Garrett v. State

415 N.E.2d 720 | Ind. Ct. App. | 1980

ON PETITION FOR REHEARING

HOFFMAN, Judge.

In this Petition for Rehearing, 411 N.E.2d 692, the defendant raises a new challenge to the jurisdiction of this Court. Four consecutive sentences were imposed in this case consisting of one to ten years, six months, six years, and six years. Whether or not this Court has jurisdiction depends on the interpretation of Ind. Rules of Procedure, Appellate Rule 4(A)(7) and Post-Conviction Rule 1, § 7. These rules grant jurisdiction to the Supreme Court in all criminal cases involving a minimum sentence of greater than ten years. It is unclear from these rules whether, when dealing with an appeal involving multiple consecutive sentences, jurisdiction is determined by reference to the aggregate of the sentences imposed or merely by reference to the minimum of each sentence imposed, without regard to the consecutive requirement. In the case at bar, if jurisdiction is determined by the minimum of each sentence, then this Court clearly has jurisdiction.

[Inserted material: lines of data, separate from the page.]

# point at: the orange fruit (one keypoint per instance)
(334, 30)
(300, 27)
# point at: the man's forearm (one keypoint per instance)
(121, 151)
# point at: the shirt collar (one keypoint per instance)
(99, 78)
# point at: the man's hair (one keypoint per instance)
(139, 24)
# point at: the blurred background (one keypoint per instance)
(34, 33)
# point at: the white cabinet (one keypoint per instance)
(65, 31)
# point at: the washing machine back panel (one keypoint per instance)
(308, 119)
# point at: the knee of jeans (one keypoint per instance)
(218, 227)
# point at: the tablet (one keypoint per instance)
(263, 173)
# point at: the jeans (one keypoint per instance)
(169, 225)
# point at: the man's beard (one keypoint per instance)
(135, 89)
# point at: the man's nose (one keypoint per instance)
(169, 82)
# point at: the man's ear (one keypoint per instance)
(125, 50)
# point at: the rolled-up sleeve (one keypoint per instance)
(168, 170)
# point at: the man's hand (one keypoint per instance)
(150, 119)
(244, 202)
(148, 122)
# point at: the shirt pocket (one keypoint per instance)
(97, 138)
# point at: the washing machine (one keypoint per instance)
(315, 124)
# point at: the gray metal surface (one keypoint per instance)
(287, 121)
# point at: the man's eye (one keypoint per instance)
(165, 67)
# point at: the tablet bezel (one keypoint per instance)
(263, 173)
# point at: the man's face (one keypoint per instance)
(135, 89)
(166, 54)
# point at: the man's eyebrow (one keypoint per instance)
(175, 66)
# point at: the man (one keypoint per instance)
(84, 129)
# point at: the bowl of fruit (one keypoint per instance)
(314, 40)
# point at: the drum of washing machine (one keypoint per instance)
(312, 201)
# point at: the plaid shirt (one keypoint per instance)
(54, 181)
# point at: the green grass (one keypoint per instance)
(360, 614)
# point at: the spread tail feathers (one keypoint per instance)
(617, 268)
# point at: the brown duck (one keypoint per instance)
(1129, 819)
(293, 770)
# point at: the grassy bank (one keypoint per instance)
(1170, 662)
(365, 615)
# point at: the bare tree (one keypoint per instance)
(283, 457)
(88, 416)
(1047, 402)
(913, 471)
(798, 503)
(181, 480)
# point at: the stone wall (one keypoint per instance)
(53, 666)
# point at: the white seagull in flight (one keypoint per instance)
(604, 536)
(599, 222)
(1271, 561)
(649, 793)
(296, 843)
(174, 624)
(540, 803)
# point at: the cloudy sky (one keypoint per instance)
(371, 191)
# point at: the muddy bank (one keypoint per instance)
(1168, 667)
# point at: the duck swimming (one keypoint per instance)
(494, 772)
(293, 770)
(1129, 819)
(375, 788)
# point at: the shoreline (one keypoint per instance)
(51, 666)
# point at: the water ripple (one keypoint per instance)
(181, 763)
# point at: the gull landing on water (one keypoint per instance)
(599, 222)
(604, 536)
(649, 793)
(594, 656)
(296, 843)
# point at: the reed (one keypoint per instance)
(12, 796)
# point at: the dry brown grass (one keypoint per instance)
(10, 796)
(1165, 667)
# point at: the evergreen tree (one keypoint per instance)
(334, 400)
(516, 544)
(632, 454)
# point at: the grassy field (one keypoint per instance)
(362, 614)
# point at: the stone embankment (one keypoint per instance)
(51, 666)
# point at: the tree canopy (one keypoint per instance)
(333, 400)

Conversely, if the rules require reference to the aggregate of the terms imposed then jurisdiction properly rests with the Supreme Court. In Hawkins v. Jenkins (1978), 268 Ind. 137, 374 N.E.2d 496, the Supreme Court retained jurisdiction of eight habeas corpus petitions through the exercise of its. discretionary authority. In so doing, the Court noted that “none of the petitioners were originally sentenced to a minimum of greater than ten years, a requirement for this Court to exercise jurisdiction in a post-conviction relief case. PC 1, § 7; AP 4(A)(7).” For the determination of the ten year period, the Court gave no consideration to subsequent sentences which were to be served consecutively.

The proper inference arising from the Hawkins case is that jurisdiction is to be determined by reference to each sentence imposed without regard to whether or not other terms may be served consecutively. The application of that rule to the present case compels a finding that jurisdiction here rests in the Court of Appeals. This interpretation provides the easiest and most expedient appellate procedure for our judicial system.

The Petition for Rehearing is denied.

GARRARD, P. J., and STATON, J., concur.